There's a standard joke that floats around the martial arts world. A martial arts blogger did a good riff on it recently:
This is all good fun, and amusing especially to folks on the "inside" who know that all martial arts really consists of is applied biomechanics and a lot of hard work and practice.
But the danger underneath the humor - indeed, the danger underlying our casual attitude towards violence at all levels and in nearly all forms - is that any violence is potentially deadly. Gun-rights advocates talk about carrying guns around as if they were keys or handkerchiefs - as if they weren't in fact extremely dangerous tools. And then there's this tragic story:
Regardless of the outcome of this particular case, or the ultimate measure of justice therein, there is an important lesson here: any violence carries the potential for catastrophe. There were no guns, no knives, no weapons involved here - just a 17 year old kid, a 46 year old man, and a single punch that the man didn't expect and didn't see coming. That was enough to end the man's life and alter the kid's forever.
I have argued before that the measure of violence is not in how much damage it causes but how it is used and under what circumstances.

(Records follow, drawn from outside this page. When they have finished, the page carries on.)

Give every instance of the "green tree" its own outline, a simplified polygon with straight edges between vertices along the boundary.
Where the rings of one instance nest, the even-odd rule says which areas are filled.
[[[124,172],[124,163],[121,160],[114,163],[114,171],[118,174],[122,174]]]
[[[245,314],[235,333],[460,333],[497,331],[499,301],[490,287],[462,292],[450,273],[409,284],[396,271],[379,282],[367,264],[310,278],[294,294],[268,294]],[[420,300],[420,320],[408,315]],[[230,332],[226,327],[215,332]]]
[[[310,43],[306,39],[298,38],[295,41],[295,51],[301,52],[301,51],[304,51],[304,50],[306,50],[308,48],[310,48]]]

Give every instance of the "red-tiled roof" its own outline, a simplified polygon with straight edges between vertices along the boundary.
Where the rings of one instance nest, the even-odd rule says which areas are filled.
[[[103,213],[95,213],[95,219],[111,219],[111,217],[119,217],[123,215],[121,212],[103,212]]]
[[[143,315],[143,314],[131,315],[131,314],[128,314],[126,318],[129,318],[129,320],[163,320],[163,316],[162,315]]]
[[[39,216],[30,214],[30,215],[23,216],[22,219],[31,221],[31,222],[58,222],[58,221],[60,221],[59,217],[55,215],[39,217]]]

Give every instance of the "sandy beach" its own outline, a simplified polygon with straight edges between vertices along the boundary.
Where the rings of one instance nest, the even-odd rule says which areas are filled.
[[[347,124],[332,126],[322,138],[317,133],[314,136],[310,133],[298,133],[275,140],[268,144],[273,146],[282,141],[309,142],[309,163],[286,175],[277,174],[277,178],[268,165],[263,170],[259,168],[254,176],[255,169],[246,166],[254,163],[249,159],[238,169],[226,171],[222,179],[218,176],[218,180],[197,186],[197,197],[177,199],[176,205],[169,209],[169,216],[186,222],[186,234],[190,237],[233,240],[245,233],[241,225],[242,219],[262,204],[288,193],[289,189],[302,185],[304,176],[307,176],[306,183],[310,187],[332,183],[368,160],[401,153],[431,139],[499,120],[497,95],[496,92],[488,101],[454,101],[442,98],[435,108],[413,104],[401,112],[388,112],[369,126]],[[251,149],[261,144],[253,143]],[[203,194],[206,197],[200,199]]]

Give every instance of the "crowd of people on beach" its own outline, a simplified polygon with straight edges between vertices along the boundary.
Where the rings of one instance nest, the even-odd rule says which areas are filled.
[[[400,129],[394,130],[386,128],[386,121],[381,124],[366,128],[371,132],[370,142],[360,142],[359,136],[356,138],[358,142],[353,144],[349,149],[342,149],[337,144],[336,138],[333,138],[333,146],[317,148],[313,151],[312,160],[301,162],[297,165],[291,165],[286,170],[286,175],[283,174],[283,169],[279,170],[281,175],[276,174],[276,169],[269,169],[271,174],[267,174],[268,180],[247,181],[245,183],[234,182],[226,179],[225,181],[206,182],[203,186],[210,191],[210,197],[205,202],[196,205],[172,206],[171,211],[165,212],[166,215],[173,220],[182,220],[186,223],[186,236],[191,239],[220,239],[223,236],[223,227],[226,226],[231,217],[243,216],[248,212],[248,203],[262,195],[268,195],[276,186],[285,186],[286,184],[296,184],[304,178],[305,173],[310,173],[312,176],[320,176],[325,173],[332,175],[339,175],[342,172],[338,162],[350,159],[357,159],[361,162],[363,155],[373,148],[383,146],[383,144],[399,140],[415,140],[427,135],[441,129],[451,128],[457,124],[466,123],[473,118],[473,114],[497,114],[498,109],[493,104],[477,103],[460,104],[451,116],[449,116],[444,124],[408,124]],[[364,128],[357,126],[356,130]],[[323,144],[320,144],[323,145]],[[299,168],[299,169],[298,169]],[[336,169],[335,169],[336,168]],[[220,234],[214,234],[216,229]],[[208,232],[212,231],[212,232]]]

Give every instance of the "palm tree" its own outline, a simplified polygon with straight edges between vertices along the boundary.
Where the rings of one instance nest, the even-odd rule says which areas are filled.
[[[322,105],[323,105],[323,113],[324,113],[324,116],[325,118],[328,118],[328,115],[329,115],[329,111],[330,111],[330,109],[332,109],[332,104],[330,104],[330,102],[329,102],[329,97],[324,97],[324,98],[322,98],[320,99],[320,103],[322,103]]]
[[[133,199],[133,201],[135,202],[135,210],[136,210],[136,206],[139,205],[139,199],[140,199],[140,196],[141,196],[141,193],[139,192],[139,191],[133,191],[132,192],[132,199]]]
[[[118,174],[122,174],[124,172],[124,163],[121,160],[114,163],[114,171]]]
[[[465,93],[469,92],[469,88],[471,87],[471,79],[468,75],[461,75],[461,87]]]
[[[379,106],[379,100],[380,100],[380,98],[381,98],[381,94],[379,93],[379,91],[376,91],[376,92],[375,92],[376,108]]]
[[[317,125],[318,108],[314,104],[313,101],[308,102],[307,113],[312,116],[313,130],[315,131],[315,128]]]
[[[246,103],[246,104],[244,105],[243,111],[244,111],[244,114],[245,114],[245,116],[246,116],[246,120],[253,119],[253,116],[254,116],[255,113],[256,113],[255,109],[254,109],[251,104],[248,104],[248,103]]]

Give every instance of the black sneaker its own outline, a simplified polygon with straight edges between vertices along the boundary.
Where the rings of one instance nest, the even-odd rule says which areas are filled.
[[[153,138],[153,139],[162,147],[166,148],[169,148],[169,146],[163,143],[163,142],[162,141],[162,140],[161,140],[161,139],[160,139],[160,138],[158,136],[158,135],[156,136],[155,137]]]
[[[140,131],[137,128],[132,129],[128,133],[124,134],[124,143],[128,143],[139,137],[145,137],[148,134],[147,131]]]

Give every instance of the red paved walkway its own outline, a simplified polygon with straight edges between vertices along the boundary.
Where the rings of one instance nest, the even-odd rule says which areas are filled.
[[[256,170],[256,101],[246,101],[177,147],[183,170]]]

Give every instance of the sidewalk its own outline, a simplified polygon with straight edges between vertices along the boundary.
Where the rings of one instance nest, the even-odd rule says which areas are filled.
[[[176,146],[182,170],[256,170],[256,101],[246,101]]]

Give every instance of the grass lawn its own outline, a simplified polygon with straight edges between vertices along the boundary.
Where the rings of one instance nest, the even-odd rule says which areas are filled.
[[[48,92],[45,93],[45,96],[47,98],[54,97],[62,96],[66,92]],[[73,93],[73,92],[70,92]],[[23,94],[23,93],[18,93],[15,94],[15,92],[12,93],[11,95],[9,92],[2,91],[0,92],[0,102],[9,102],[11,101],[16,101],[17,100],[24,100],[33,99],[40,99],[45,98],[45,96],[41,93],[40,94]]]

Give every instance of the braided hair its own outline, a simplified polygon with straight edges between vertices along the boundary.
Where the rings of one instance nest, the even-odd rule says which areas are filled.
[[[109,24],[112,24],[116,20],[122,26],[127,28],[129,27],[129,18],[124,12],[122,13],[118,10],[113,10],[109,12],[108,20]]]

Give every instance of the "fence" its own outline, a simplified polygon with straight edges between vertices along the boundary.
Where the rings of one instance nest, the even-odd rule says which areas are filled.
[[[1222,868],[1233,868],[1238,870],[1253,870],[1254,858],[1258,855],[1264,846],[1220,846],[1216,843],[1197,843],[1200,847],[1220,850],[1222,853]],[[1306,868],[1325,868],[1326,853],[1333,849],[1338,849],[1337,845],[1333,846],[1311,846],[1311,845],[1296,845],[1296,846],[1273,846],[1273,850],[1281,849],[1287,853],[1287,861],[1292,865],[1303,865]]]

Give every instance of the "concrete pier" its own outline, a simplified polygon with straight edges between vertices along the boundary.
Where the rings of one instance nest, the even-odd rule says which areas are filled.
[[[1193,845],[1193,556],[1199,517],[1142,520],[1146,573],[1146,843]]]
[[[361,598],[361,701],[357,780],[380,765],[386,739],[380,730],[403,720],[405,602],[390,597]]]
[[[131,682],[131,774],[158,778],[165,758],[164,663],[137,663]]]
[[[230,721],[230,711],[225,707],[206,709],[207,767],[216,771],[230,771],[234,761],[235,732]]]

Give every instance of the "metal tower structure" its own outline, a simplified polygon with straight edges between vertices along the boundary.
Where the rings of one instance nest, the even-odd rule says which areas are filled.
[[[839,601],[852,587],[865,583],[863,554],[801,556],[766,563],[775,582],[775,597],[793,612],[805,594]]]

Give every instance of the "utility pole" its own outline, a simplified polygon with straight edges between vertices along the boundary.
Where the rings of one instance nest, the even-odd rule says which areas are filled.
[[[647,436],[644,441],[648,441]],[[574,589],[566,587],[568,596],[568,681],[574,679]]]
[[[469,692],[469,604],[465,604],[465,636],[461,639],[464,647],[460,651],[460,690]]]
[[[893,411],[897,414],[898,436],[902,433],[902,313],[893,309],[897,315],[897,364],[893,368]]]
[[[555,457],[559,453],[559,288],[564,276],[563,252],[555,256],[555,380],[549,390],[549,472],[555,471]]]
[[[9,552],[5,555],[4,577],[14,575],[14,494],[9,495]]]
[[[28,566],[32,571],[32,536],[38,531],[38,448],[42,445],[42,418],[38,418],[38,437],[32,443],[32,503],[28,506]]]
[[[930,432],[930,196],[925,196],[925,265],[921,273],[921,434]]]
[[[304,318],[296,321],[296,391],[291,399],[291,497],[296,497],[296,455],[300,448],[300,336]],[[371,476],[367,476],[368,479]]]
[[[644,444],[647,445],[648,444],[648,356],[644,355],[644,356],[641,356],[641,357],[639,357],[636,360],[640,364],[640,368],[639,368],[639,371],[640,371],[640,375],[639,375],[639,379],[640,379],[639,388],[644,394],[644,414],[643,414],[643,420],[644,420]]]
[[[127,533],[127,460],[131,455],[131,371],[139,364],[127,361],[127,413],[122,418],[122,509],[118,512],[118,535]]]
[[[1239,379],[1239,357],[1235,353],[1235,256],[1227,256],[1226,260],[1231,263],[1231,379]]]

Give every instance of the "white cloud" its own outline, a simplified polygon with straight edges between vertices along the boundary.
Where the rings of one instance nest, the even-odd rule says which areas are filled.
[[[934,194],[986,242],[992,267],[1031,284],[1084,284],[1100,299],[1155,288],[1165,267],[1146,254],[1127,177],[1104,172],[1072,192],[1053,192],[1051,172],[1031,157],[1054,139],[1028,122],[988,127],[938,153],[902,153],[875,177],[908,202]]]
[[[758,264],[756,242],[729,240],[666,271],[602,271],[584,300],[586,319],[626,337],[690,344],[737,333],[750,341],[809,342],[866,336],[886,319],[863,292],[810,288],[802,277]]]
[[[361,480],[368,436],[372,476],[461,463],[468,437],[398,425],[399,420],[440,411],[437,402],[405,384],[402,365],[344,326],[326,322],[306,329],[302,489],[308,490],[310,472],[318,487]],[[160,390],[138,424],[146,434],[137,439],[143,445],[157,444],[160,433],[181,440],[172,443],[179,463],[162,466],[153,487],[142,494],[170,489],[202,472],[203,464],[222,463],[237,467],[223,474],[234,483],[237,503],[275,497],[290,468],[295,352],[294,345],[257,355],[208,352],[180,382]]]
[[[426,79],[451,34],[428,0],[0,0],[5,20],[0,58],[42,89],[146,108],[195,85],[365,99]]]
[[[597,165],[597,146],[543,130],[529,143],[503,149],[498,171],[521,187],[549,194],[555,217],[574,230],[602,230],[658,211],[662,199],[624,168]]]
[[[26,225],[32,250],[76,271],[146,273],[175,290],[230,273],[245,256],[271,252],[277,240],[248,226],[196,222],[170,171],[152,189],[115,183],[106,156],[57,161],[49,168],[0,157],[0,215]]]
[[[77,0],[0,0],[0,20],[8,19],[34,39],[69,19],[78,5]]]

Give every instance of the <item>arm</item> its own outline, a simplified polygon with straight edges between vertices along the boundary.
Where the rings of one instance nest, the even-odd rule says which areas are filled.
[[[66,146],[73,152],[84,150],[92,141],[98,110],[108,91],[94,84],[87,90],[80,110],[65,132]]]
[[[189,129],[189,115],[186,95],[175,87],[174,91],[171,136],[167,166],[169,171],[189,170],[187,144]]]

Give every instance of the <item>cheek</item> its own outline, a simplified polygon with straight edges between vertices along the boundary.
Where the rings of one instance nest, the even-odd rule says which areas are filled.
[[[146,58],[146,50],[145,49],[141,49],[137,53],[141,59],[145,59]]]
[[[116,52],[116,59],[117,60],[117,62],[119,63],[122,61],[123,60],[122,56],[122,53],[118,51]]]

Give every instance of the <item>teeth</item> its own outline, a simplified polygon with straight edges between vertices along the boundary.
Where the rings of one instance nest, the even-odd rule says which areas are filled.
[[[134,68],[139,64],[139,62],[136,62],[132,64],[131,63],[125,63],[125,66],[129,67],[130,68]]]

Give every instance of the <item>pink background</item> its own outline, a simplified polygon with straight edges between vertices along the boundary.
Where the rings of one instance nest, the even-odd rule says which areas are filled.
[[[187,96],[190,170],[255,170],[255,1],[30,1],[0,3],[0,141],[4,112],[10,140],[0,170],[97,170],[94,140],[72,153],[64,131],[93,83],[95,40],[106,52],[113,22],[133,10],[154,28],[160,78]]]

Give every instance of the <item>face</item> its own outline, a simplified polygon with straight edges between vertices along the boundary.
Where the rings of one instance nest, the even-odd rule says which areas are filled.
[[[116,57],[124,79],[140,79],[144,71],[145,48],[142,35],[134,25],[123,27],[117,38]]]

This case serves as a reminder that, all jokes aside, hands can kill.
The real value of martial arts is not in teaching people how to do more damage (hence my discomfort with the popularity of MMA as a sport), but in how to control the damage they can do. Proper training in the martial arts makes you less dangerous, not more, because you have more control over what you do with the tools you have.
As this sad story reminds us, anyone can kill with their bare hands. As Thomas Hobbes wrote centuries ago, "For as to the strength of body, the weakest has strength enough to kill the strongest".
I hope that, in the wake of the tragedy in Utah, more folks will remember this and treat violence of all kinds with the respect and care it deserves.